DC/OS Data Science Engine comes with Apache Spark integration and allows you to run Spark jobs from notebooks and a terminal.
Launching a Spark job
Using Terminal
Open a Terminal
from the Notebook UI and run this example spark-submit
job:
spark-submit --class org.apache.spark.examples.SparkPi http://downloads.mesosphere.com/spark/assets/spark-examples_2.11-2.4.0.jar 100
Using a Python Notebook
Open a Python Notebook
and put the following code in a code cell.
from __future__ import print_function
from random import random
from operator import add
from pyspark.sql import SparkSession
spark = SparkSession.builder.appName("Spark Pi").getOrCreate()
partitions = 100
n = 100000 * partitions
def f(_):
x = random() * 2 - 1
y = random() * 2 - 1
return 1 if x ** 2 + y ** 2 <= 1 else 0
count = spark.sparkContext.parallelize(range(1, n + 1), partitions).map(f).reduce(add)
print("Pi is roughly %f" % (4.0 * count / n))
spark.stop()
Spark UI
The Spark UI starts automatically when a SparkContext is created, and is available at
http://<dcos_url>/service/data-science-engine/sparkui
In case of having multiple Spark sessions respective SparkUI is available at
http://<dcos_url>/service/data-science-engine/sparkui/<index>
Where index is a number 0,1,...N
defining order of launched Spark sessions:
SparkUI for the first session is available at
http://<dcos_url>/service/data-science-engine/sparkui/0
SparkUI for the second launched session is available at
http://<dcos_url>/service/data-science-engine/sparkui/1
Spark History Server
DC/OS Data Science Engine includes the Spark History Server (SHS), which is up and running by default, using org.apache.spark.deploy.history.FsHistoryProvider
as a default provider, with
spark.history.fs.logDirectory
set to file:/mns/mesos/sandbox/
. It is highly recommended to use HDFS as the backend storage for SHS.
You can configure SHS to use HDFS with the following steps:
Installing HDFS
-
Install HDFS:
dcos package install hdfs
-
Create a history HDFS directory (default is
/history
).
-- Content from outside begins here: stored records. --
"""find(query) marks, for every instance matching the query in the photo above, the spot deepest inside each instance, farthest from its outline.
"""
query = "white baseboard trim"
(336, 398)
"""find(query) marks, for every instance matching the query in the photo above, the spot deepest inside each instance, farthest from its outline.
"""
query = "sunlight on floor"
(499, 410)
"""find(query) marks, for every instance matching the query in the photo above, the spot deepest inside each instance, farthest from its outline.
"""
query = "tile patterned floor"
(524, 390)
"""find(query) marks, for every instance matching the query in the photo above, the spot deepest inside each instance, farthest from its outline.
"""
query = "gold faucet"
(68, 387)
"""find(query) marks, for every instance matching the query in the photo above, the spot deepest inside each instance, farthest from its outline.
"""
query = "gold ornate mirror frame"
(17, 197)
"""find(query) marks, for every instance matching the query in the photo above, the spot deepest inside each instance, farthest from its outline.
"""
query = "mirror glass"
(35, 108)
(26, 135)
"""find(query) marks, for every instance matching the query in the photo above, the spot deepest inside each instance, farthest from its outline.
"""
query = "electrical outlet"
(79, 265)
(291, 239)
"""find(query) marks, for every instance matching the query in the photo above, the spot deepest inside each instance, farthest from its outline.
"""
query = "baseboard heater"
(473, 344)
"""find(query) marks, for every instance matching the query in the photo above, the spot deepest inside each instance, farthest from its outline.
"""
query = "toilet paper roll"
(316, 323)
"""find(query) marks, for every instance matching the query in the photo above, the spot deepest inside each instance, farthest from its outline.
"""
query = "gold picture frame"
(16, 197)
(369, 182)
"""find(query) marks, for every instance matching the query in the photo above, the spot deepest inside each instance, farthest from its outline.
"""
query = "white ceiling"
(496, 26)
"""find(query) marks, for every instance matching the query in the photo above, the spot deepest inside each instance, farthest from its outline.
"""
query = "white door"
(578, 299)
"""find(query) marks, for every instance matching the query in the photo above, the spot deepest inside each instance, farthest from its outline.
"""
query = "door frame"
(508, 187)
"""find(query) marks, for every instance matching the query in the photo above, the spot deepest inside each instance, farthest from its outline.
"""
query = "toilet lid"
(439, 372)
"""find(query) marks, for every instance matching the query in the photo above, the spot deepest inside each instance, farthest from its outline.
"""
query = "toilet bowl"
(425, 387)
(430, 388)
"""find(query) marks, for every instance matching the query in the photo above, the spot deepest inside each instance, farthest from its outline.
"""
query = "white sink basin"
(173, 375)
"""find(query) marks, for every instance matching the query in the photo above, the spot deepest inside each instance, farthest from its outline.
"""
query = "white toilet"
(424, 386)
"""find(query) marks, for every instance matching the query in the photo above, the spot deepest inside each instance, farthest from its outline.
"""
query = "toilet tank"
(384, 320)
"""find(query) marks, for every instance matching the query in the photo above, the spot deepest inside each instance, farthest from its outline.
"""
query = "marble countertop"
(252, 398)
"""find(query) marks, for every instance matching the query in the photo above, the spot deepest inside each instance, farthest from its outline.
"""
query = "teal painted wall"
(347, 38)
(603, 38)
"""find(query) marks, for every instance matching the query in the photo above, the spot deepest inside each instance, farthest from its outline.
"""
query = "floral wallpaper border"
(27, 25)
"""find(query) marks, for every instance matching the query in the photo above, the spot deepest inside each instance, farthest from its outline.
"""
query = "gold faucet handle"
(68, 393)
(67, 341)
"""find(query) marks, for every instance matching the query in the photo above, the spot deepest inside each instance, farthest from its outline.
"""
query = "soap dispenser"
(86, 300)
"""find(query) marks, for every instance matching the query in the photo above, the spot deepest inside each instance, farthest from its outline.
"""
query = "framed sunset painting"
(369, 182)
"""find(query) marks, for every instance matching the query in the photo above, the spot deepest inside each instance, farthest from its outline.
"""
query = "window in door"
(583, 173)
SSH into your cluster and run:docker run -it mesosphere/hdfs-client:1.0.0-2.6.0 bash ./bin/hdfs dfs -mkdir /history
Configuring Spark History Server
-
Configure Spark History Log Directory to point to the created HDFS directory in
service.json
:{ "service": { "jupyter_conf_urls": "<DCOS HDFS endpoint>" }, "spark": { "start_spark_history_server": true, "spark_history_fs_logdirectory": "hdfs://hdfs/history" } }
To find more about configuring HDFS integration of DSEngine, see the Using HDFS with DC/OS Data Science Engine documentation.
-
Enable the
Spark Event
log and set the HDFS directory:{ "spark": { "start_spark_history_server": true, "spark_history_fs_logdirectory": "hdfs://hdfs/history", "spark_eventlog_enabled": true, "spark_eventlog_dir": "hdfs://hdfs/history" } }
-
Restart the data-science-engine service to apply the changes.
Confirm Spark History Server installation
The Spark History Server UI is available at http://<dcos_url>/service/data-science-engine/sparkhistory
, listing incomplete and completed applications and attempts.